Good read. I think it was a Harry Harrison book (probably a Stainless Steel Rat one) where a scientist had to clone himself and transfer his mind into another body, or something along those lines. I was only little when I read it, but I remember him viewing it as though he were killing himself because although a consciousness just like his would continue to exist, he had to terminate that one that was in the present there and then.

The only possibility a computer upload would have that I can see is that it would mimic perfectly the connections of our brain and the workings thereof, creating another likeness of ourselves.
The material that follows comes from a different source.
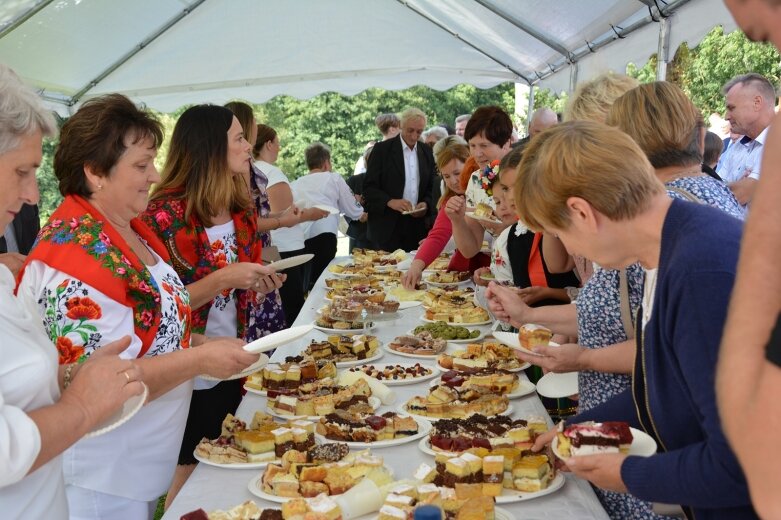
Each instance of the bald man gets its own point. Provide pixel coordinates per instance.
(748, 380)
(751, 101)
Having a duplicate of my consciousness would be of no assurance to me knowing that the consciousness I currently had would cease, it would still be death ;-)

However, were we able to find what defined that consciousness and being, the soul, and somehow transfer that... that would be mindblowing in the extreme and for all the good it could do with the minds we could save, it could be even more terrible in the hands of terrorists.

As regards increasing our current life spans, there are two options that would need to be explored. First would be expansion. We will consume the planet's resources to such a point that we would fail and the planet would continue, so expansion to other planets would become a necessity. The other option would be to slow our rate of birth. Zecharia Sitchin believes that the ancient gods came to earth from another planet in the solar system and that they had - by our standards - extraorindarily long lives. However, it also meant that they conceived far less than we did and their growth took a great deal longer. I don't see this being an option any would choose to implement or even research, but it does generally seem in nature that those creatures that live longer reproduce slower.

Enjoyed this post ;-)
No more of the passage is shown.